Egg Roll Bowls Chicken Cabbage (Printable version)

Tender chicken with crisp cabbage and carrots in tangy soy-sesame glaze. Ready in 30 minutes.

# What You Need:

→ Protein & Aromatics

01 - 1 pound boneless, skinless chicken breasts, thinly sliced or diced
02 - 2 tablespoons neutral oil (vegetable or canola)
03 - 1 medium yellow onion, thinly sliced
04 - 2 cloves garlic, minced
05 - 1 tablespoon grated fresh ginger

→ Vegetables

06 - 4 cups shredded green cabbage (about 1 small head)
07 - 1 cup shredded carrots (about 2 medium carrots)
08 - 2 green onions, sliced on diagonal

→ Sauce & Seasonings

09 - 3 tablespoons low-sodium soy sauce
10 - 1 tablespoon rice vinegar
11 - 1 teaspoon toasted sesame oil
12 - 1 teaspoon granulated sugar or honey
13 - Salt and freshly ground black pepper, to taste

→ Garnish

14 - 1 teaspoon toasted sesame seeds (optional)
15 - Sriracha or chili crisp, for serving (optional)

# Step-by-step guide:

01 - Thinly slice the chicken, shred the cabbage and carrots, mince the garlic and ginger, slice the onion, and chop the green onions. Have all ingredients prepped and within reach.
02 - Heat neutral oil in a large skillet or wok over medium-high heat until shimmering, approximately 1 to 2 minutes.
03 - Add the sliced onion and cook for about 2 minutes, stirring occasionally, until translucent and softened.
04 - Stir in the minced garlic and grated ginger; cook for 30 seconds until fragrant.
05 - Add the chicken, season lightly with salt and pepper, and cook for 5 to 7 minutes, stirring occasionally, until cooked through with no pink remaining.
06 - Push the chicken mixture to one side of the pan.
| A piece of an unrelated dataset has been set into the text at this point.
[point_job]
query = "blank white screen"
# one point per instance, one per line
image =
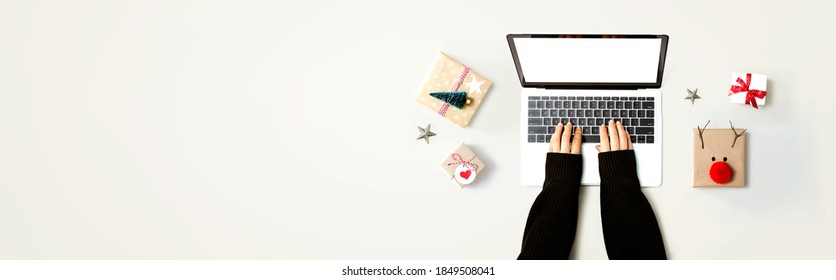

Add shredded cabbage and carrots to the empty side.
07 - Cook the vegetables for 3 to 4 minutes, tossing occasionally, until they begin to soften but still retain some crunch.
08 - Mix chicken and vegetables together in the pan until evenly combined.
09 - Stir in soy sauce, rice vinegar, sesame oil, and sugar or honey. Toss to coat and cook for 1 to 2 minutes until heated through.
10 - Taste and adjust seasoning with extra soy sauce, salt, or pepper as needed.
11 - Remove from heat and divide mixture into serving bowls. Top each bowl with sliced green onions, toasted sesame seeds, and a drizzle of Sriracha or chili crisp if desired.

# Expert Tips:

01 -
  • Quick and Easy: Goes from prep to table in just 30 minutes.
  • Diet-Friendly: Naturally dairy-free and nut-free, making it accessible for many lifestyles.
  • Nutritious: High in protein and packed with fiber from fresh cabbage and carrots.
02 -
  • Shortcut Secret: Use leftover rotisserie chicken to cut the cooking time in half—just toss it in with the aromatics to warm it through.
  • Texture Balance: Don't overcook the cabbage; aim for a 'tender-crisp' texture to mimic the interior of a fried egg roll.
  • Extra Depth: A splash of fish sauce added with the soy sauce provides a deep umami finish.